By Lyanne Melendez, abc7news.
BERKELEY, Calif. (KGO) — There may soon be a way to detect wildfires at an early stage using a system of satellites, planes and drones.
The 24/7 system was developed by researchers at UC Berkeley and Lawrence Berkeley National Lab.
Researchers at Lawrence Berkeley National Lab have been working on this for two years. The idea is to detect the fire early — much earlier than firefighters can — by using a coordinated satellite system, making it much easier to get the fire under control.
Imagine a satellite 22,000 miles away able to detect a wildfire in California roughly the size of a sandbox. Working 24/7 the satellite can snap pictures every few seconds.
Researchers are getting closer to this technology by using planes and drones to get details of the perimeter of the fire, where things are burning and how much energy is being produced within parts of the fire.
The drones and planes will have mounted regular and infrared cameras. Woodrow Wang from the Lawrence Berkeley National Laboratory explained how they work.
“We can connect these [boxes] and have them work together. These are pretty fascinating in that this small little thing, and it’s just really a credit card size… is a single board computer,” Wang said.

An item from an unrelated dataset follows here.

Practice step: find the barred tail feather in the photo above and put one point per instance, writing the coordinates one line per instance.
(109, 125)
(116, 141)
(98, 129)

That data is then stored and could be accessible to those on the ground.
Researchers at Lawrence Berkeley National Lab have come up with the system that’s not yet put into use. The system is called “FUEGO.”
“It’s of course Spanish for fire, but also it means Fire Urgency Estimator on Geosynchronous Orbit,” Carl Pennypacker from the Lawrence Berkeley National Laboratory said.
These drones would be used at night when fire crews are at a disadvantage.
“We have a much better estimate of how big the fire is from infrared,” Pennypacker said. “We think we can get to a fire significantly before [it quickly spreads].”
This would prevent the fires from getting out of control and threatening lives and houses. If funding comes through, the system could be up and running in five years.